FORWARD-thinking officials at utility giant, Scottish Water. have continued their commitment to ensure that customers receive the purest supplies at the tap by using a pair of innovative underwater cleaning robots.
Scottish Water has been working together with independent Scottish water quality engineering firm, Panton McLeod, to use the two machines – which are used to inspect and clean water structures across the UK – in the Clackmannanshire region.
The robots, known as the VR600 and ROV units, are used exclusively by Panton McLeod to inspect and clean underground water storage tanks while they are live and online – meaning that they do not need to be drained and customers experience no disruption to their supplies.
The Borders-based firm already uses the machines when undertaking cleaning and inspection work for some of the biggest water companies in the British Isles, including Severn Trent Water and Northumbrian Water.
In the latest project, Scottish Water invited Panton McLeod to use the machines to inspect and clean the Brook Street Reservoir in Alva – and invited senior staff to attend the operation to see first-hand how the innovative machines are deployed.
The firm used its ROV unit to inspect the interior of the facility – which holds around one million litres of drinking water – before using its larger VR600 machine to clean sediment and debris from the floor of the tank. A live video stream taken from cameras on the two robots was then fed back to monitors to allow Scottish Water staff to see the machines’ work in action.
Paul Henderson, Panton McLeod’s operations director, said: “We have worked closely with Scottish Water on a range of projects in the past, so we’re delighted to be showcasing our innovative robots in another part of Scotland.
“Our two robots are the latest state-of-the-art machines and play a vital role in the work we carry out for major water companies across the UK. Because we meticulously clean and disinfect them before they are put into service reservoirs, we are able to operate them while the tanks are still active and in use without posing any risk to the quality of the stored water.

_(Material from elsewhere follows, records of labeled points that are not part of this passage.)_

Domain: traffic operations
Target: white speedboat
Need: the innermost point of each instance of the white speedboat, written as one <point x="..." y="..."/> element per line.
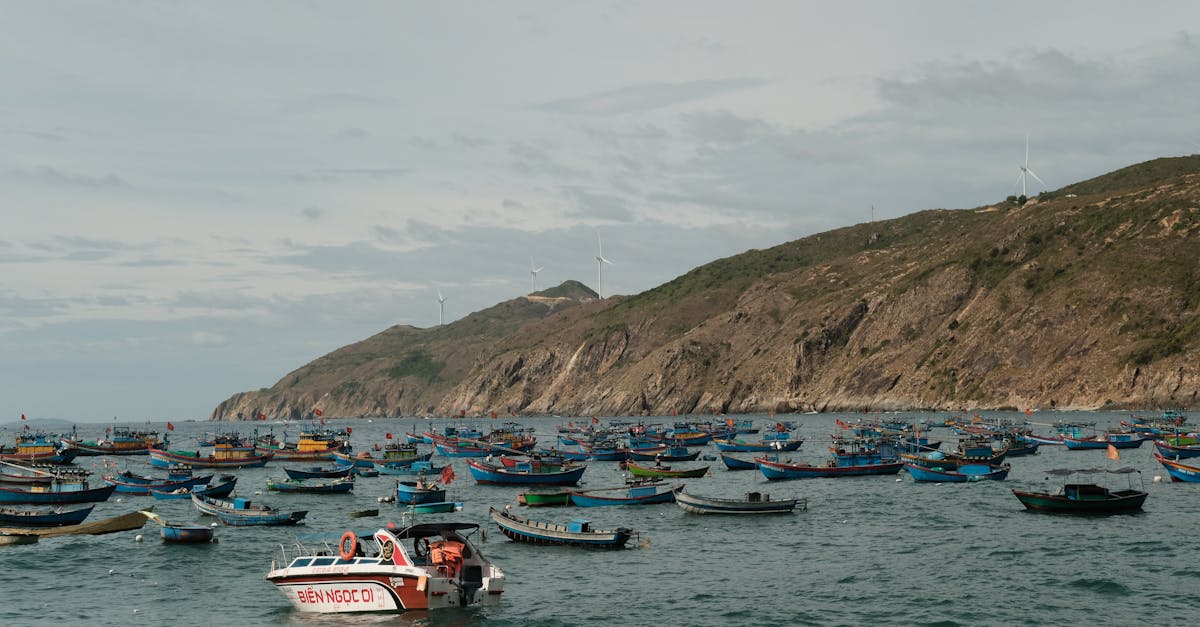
<point x="420" y="567"/>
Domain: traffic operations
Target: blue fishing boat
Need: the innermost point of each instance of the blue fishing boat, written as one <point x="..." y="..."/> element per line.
<point x="1103" y="441"/>
<point x="964" y="473"/>
<point x="766" y="446"/>
<point x="753" y="503"/>
<point x="732" y="463"/>
<point x="57" y="493"/>
<point x="312" y="487"/>
<point x="577" y="532"/>
<point x="221" y="489"/>
<point x="240" y="512"/>
<point x="420" y="491"/>
<point x="413" y="470"/>
<point x="143" y="488"/>
<point x="639" y="494"/>
<point x="318" y="472"/>
<point x="12" y="517"/>
<point x="1179" y="471"/>
<point x="1177" y="452"/>
<point x="523" y="475"/>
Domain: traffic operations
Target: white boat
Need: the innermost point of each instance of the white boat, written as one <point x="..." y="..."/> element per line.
<point x="421" y="567"/>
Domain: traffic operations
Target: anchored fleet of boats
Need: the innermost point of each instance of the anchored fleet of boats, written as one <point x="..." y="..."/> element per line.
<point x="437" y="565"/>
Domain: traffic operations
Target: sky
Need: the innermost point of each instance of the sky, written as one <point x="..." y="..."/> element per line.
<point x="199" y="197"/>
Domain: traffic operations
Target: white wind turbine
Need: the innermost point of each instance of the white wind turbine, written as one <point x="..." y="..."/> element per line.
<point x="1025" y="169"/>
<point x="600" y="262"/>
<point x="533" y="276"/>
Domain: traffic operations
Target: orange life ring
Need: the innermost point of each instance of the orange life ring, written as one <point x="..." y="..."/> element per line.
<point x="348" y="553"/>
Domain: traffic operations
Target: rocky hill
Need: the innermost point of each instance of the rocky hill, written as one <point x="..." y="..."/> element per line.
<point x="1081" y="298"/>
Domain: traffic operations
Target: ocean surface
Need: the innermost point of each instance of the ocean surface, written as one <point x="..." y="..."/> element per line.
<point x="870" y="550"/>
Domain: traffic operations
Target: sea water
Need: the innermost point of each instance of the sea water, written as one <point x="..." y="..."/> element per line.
<point x="869" y="550"/>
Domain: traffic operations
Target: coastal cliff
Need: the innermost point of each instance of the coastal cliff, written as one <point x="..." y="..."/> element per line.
<point x="1081" y="298"/>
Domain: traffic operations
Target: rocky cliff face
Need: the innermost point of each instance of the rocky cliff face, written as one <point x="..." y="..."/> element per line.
<point x="1084" y="299"/>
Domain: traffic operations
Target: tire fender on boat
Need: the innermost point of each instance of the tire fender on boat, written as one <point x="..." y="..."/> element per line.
<point x="347" y="553"/>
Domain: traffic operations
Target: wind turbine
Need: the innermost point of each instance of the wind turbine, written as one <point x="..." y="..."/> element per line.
<point x="533" y="275"/>
<point x="600" y="262"/>
<point x="1025" y="168"/>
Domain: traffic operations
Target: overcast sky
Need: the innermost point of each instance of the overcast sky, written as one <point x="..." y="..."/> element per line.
<point x="198" y="197"/>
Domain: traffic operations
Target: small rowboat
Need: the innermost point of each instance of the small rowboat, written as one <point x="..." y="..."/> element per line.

“This makes our technology a cost-effective, efficient and environmentally-friendly way of performing this kind of routine cleaning and inspection work in the UK water industry.
“We have used our robots in Scottish Water projects before but this time, they wanted some of their senior staff to come and see the machines in action for themselves. We had a tremendous response and we’re looking forward to working even closer with them in future jobs across the country.”
Mike Lynch, Scottish Water, said: “We were keen to use the ROV and VR600 at Alva. The tank needed cleaned and due to distribution issues we could not bypass the trunk main.
The work was completed without us affecting any of our customers, water quality or the environment. Our local network support officer was so impressed he wants to use this system every time we clean the tanks.
“I would like to thank Panton Macleod for their help – they are valuable partners who help us deliver the best service possible to the Scottish people.”
Panton McLeod, which has offices in the Scottish Borders, Nottingham and the United States, is one of the best-known names in the water industry, working with the biggest companies on the inspection, cleaning and repair of drinking water structures.
It has carried out numerous high-profile pieces of work for Scottish Water over the past 15 years, including carrying out a vital part of the multi-million pound Loch Katrine project in 2006 – a £120 million development designed to bring Glasgow’s drinking supplies into the 21st century and the biggest-ever single investment by Scottish Water.
Panton McLeod’s VR600 robot is a large-tracked machine that is manoeuvred along the floor of a service reservoir and cleans away any sediment or impurities in the water. It can also be used to inspect the condition of the water tanks, including checking the walls and pipework for corrosion or damage.
The ROV unit is a smaller robot that can be manoeuvred like a submarine through the water in a service reservoir. It is used to inspect the interior of the tank and check for damage or leaks.
Both machines remotely operated and fitted with camera and lighting equipment, which allows staff controlling the sub to assess the interior of the tanks. They are also used solely within clean potable water environments and meticulously cleaned and disinfected prior to every use to ensure they can be safely used in the public water supply, and Panton McLeod conducts rigorous tests before and after each inspection.